The Henry Lecture brings a prominent Christian political practitioner to campus to address some aspect of the interplay between religion and politics, inspiring Calvin participants and the broader community to actively integrate a Christian worldview and practical politics. In 2000, Representative Lewis was the first sitting politician, the first active U.S. House member, and the first African-American to deliver a Henry Lecture, in that fourth year of the Institute’s existence.
As a young college student and civil rights activist during the 1960’s, John Lewis led a series of sit-in demonstrations at segregated lunch counters in the South, led the Student Nonviolent Coordinating Committee (SNCC) and helped organize the March on Washington for Jobs and Freedom in August of 1963. At that demonstration, Lewis gave one of the keynote addresses, a speech that propelled him to the front of the civil rights leadership. As a prominent figure in the civil rights movement, Lewis was a regular target of law enforcement officers, and he was arrested at least 45 times and attacked by police on numerous occasions. Most publicized of those incidents was his beating while kneeling to pray on the Bloody Sunday march across the Edmund Pettus Bridge in Selma, Alabama in 1965.

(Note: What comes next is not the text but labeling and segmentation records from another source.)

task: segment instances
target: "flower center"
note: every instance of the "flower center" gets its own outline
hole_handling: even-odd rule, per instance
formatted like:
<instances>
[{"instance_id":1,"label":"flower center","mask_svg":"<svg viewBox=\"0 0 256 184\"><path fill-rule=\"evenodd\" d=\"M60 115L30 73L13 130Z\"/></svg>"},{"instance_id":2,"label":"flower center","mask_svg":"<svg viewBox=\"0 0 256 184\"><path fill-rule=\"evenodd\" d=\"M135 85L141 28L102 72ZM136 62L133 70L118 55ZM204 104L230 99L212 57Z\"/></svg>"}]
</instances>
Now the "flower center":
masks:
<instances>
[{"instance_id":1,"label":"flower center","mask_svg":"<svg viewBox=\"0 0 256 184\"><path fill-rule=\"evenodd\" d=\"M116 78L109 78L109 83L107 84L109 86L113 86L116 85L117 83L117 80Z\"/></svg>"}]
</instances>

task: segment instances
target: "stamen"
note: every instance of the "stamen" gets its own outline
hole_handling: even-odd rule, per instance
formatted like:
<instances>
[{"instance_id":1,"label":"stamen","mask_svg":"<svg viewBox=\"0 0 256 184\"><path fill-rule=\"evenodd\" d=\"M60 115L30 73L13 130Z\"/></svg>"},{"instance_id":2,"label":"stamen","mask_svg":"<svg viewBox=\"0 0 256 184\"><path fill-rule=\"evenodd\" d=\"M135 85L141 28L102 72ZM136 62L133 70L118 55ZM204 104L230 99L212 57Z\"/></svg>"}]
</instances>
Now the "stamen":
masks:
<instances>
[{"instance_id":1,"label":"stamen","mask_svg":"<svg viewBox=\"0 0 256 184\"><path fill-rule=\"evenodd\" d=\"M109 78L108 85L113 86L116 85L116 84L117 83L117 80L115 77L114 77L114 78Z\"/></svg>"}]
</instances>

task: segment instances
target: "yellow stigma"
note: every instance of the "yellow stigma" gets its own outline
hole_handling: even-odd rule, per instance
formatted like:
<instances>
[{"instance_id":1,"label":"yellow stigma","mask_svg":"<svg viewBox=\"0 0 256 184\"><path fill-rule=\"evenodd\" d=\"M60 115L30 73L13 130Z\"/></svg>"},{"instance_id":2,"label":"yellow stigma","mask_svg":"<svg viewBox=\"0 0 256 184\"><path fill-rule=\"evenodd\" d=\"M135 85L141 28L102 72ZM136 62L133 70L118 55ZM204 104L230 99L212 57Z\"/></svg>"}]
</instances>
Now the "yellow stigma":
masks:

At that Henry Lecture in 2000, I remember Lewis clearly infusing personal faith into his talk, as he stated that Christians must be present in the public square, strongly drawing on their faith commitments. Lewis believed that Christians needed to expand the original meaning of the civil rights activists’ “beloved community” beyond racial considerations, to include a range of other issues including economic justice—both domestically and worldwide. For Lewis, the underlying principle of his vision for this effective and faithful Christian social action was always nonviolence.
Representative Lewis’ very personal and honest message at the Lecture, and through all his years of public service, was rooted in his belief that Christians in our country can and will make a difference against the injustices that surround us. He called on all of us to answer that call.